Much of the pain the transport industry is currently experiencing will be no different if you’re attempting to do the deliveries yourself. You still need to compete in a market where labour is scarce. 

Outsourcing will potentially ease the staffing headaches and is worth considering for businesses which have neither the expertise nor the willingness to put up with the pain associated with running their own fleet. But it can be a minefield as more operators have entered the transport industry in recent years, often racing to the bottom on price while sacrificing service.

The only way to really be sure you’re not partnered with an unprofessional operator is to dip a toe in the water first, ask for a trial, and scale up only once you know they are the real deal. 

What is your motivation?

Whether a company takes on the massive fixed costs involved with building their own in-house team, or partners with a specialist, or a blend of the two, results may not vary too much if the parcel delivery function is still treated as an afterthought.

But if it’s part of a genuine commitment to improve service, it may be worthwhile. By focusing on service, you will be motivated to find a solution which has the efficiency, the responsiveness and flexibility to look after your customers and clients. 

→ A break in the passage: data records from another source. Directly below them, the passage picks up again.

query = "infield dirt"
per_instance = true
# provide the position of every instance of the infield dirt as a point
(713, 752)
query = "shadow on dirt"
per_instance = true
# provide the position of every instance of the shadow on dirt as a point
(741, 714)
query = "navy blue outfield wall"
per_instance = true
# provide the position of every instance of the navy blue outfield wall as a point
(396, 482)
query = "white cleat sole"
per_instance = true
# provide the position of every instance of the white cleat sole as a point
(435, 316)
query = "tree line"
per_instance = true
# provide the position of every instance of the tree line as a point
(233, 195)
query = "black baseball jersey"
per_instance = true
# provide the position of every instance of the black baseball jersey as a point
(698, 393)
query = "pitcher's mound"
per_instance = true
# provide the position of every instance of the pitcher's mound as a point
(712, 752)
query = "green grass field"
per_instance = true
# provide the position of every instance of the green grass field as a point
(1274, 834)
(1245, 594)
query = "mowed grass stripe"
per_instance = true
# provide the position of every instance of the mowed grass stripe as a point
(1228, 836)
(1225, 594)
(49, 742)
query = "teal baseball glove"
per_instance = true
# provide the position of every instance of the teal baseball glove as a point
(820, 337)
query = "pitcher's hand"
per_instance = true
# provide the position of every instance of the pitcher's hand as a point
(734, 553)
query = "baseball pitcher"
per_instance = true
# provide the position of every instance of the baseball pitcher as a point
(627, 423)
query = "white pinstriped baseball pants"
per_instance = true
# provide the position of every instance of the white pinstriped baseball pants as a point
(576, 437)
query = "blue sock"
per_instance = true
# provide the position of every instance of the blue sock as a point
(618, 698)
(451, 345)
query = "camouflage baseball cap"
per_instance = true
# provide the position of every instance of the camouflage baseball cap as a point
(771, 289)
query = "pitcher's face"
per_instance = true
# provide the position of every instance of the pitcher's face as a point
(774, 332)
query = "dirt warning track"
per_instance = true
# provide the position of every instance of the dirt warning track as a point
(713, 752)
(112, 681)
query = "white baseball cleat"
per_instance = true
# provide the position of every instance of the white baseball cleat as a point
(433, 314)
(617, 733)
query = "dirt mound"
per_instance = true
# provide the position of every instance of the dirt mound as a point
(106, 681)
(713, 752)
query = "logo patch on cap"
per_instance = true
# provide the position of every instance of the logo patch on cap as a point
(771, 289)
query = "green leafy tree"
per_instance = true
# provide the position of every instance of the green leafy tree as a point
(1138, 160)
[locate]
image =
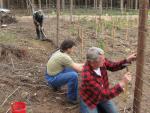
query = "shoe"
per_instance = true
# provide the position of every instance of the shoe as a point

Many companies have an unrealistic belief that parcel delivery should be free — nonsense. Delivering goods properly is a substantial cost but it also brings substantial value. Costs either need to be passed on to the customer or the customer needs to learn to be happy with an inferior service. 

Companies with a service mindset know customer service does not end at your dispatch or 3PL (third party logistics) provider’s door. 

They acknowledge that customer expectations have increased dramatically as more orders have moved online. The delivery process has become more important, and is often now the only direct contact with the customer. Customers expect to be informed every step of the way so digital tracking is important, but they also dislike seeing a parcel travel inexplicably around the country. Efficiency must be a priority. 

Only companies with this service mindset can make in-house transport really work. They make extra efforts to communicate with customers, understand their expectations, and work to exceed them. They are also open to the power of measurement, isolating the true costs involved in parcel delivery, and ways digitalisation can drive efficiency.